Numerous African leaders attended the first Russia-Africa meeting in 2019, which served as a declaration of the Kremlin’s intentions to increase its global influence.
The successor gathering, which gets underway on Thursday, comes after a full year and a half of Russia’s all-out conflict in Ukraine.
Since Moscow pulled out of a UN-led grain accord, its military has increased its shelling of Ukrainian ports, which has several African leaders worried about potential food riots at home.
Korir Sing’Oei, Kenya’s principal secretary for foreign affairs, described Putin’s decision last week to withdraw from the agreement that allowed the export of 33 million tonnes of Ukrainian grain as a “stab in the back” that disproportionately affects countries in the Horn of Africa already suffering from drought.
Kenya has been rocked by waves of protests over rising prices.
In reference to events like this and the most recent US-Africa summit, Kenyan President William Ruto, who has not yet confirmed whether he will visit Russia, said: “Some of the people who invite us to these meetings tell us, If you don’t come, there will be consequences’.”
In May, he stated, “So all of us are forced to go to a meeting that has no meaningful outcome because of blackmail,” declining to identify the source of the covert threat. “This is not right,”
Putin has downplayed Russia’s withdrawal from the Black Sea agreement, claiming that “the West used the grain deal for political blackmail instead of helping needy countries.”
He will probably use the conference to advance his idea of excluding Ukraine from the global market and selling grain from Russia to Africa.
In order to gain support for Russia’s stance on Ukraine in the developing world, Putin has tried to take advantage of African leaders’ desires to restore grain supplies and oppose Western sanctions.
According to South African officials, Cyril Ramaphosa, the president of South Africa, would use his appearance at the summit to forward a peace plan he and three other African leaders presented during trips to Kyiv and Moscow last month.
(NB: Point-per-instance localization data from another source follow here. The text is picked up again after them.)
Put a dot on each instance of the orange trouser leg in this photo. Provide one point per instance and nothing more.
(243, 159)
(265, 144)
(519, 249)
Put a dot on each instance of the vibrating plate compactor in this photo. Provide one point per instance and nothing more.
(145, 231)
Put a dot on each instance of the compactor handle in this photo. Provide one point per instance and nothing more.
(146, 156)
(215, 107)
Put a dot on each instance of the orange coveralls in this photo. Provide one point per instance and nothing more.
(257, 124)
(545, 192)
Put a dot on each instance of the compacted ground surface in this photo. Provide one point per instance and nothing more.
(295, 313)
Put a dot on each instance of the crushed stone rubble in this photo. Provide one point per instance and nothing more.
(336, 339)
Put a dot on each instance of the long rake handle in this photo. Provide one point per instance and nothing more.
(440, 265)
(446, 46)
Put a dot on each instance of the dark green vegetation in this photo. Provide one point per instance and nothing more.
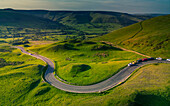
(85, 62)
(19, 75)
(78, 69)
(61, 25)
(150, 37)
(19, 20)
(22, 85)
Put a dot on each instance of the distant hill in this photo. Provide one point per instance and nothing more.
(9, 17)
(151, 37)
(69, 22)
(81, 17)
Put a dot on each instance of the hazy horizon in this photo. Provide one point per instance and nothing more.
(130, 6)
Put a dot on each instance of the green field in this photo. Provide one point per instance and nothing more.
(22, 85)
(151, 37)
(101, 60)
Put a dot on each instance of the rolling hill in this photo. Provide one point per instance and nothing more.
(81, 17)
(87, 22)
(150, 37)
(13, 18)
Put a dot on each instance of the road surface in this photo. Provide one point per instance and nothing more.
(116, 79)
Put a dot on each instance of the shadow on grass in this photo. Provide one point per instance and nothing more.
(149, 100)
(22, 66)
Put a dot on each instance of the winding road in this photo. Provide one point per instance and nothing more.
(113, 81)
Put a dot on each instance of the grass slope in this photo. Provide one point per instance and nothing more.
(84, 62)
(22, 85)
(150, 37)
(13, 18)
(16, 81)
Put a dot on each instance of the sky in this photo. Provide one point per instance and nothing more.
(126, 6)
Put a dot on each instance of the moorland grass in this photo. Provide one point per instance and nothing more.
(152, 40)
(22, 85)
(103, 60)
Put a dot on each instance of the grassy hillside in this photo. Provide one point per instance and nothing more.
(22, 85)
(88, 22)
(150, 37)
(84, 62)
(13, 18)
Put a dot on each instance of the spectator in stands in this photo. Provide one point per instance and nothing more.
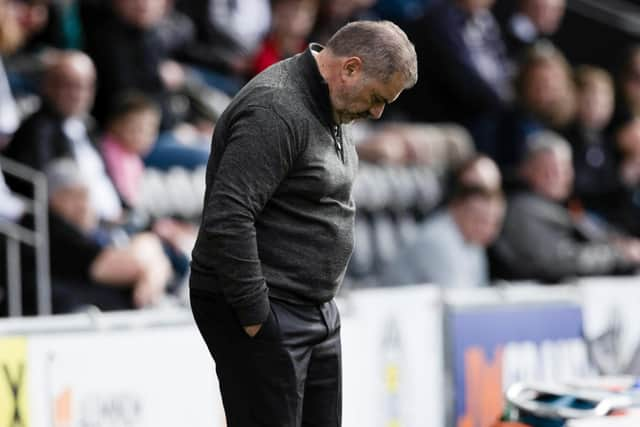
(532, 21)
(449, 249)
(27, 65)
(131, 130)
(594, 155)
(442, 147)
(541, 240)
(59, 129)
(333, 14)
(87, 266)
(465, 74)
(10, 39)
(624, 207)
(232, 33)
(291, 24)
(546, 99)
(139, 60)
(628, 105)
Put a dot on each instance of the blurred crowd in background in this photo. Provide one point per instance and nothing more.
(516, 157)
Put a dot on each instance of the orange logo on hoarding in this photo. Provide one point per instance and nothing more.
(483, 389)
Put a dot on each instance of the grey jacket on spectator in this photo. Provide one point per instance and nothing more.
(439, 255)
(279, 214)
(540, 241)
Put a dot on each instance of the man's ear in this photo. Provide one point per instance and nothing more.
(351, 67)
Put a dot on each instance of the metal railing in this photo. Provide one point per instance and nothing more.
(38, 238)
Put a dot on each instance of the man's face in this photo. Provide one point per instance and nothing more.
(357, 96)
(596, 104)
(71, 88)
(137, 130)
(73, 205)
(545, 14)
(552, 174)
(481, 219)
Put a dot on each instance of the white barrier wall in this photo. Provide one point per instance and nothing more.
(406, 353)
(392, 358)
(144, 378)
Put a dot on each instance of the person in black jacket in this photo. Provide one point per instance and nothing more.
(465, 71)
(277, 226)
(60, 129)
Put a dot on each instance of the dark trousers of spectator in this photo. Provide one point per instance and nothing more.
(288, 375)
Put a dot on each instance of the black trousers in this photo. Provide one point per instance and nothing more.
(288, 375)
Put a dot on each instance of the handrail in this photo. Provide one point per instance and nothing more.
(38, 238)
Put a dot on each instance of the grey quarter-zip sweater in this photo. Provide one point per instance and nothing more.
(278, 213)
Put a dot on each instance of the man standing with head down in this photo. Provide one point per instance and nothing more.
(277, 227)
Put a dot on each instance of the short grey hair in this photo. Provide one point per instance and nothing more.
(383, 47)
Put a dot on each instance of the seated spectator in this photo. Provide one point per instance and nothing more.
(540, 239)
(27, 65)
(624, 208)
(231, 32)
(133, 29)
(546, 99)
(465, 73)
(131, 130)
(10, 39)
(628, 105)
(291, 24)
(58, 129)
(449, 249)
(594, 155)
(333, 14)
(11, 206)
(532, 21)
(87, 266)
(441, 147)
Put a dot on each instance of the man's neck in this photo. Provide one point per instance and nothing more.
(325, 62)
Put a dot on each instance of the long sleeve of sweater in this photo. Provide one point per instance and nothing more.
(259, 154)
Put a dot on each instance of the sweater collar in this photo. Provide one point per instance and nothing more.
(316, 85)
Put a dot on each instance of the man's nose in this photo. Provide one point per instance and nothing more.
(376, 111)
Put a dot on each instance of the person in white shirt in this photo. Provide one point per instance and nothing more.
(449, 249)
(58, 129)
Along with unrestricted trade in the Black Sea, the proposal emphasized the value of territorial sovereignty.
Since Putin opted to skip the BRICS summit in Johannesburg next month because the International Criminal Court has issued an arrest warrant for him for war crimes, Ramaphosa will also travel with one less worry on his mind. Putin would have been legally required to be detained as soon as he arrived in South Africa.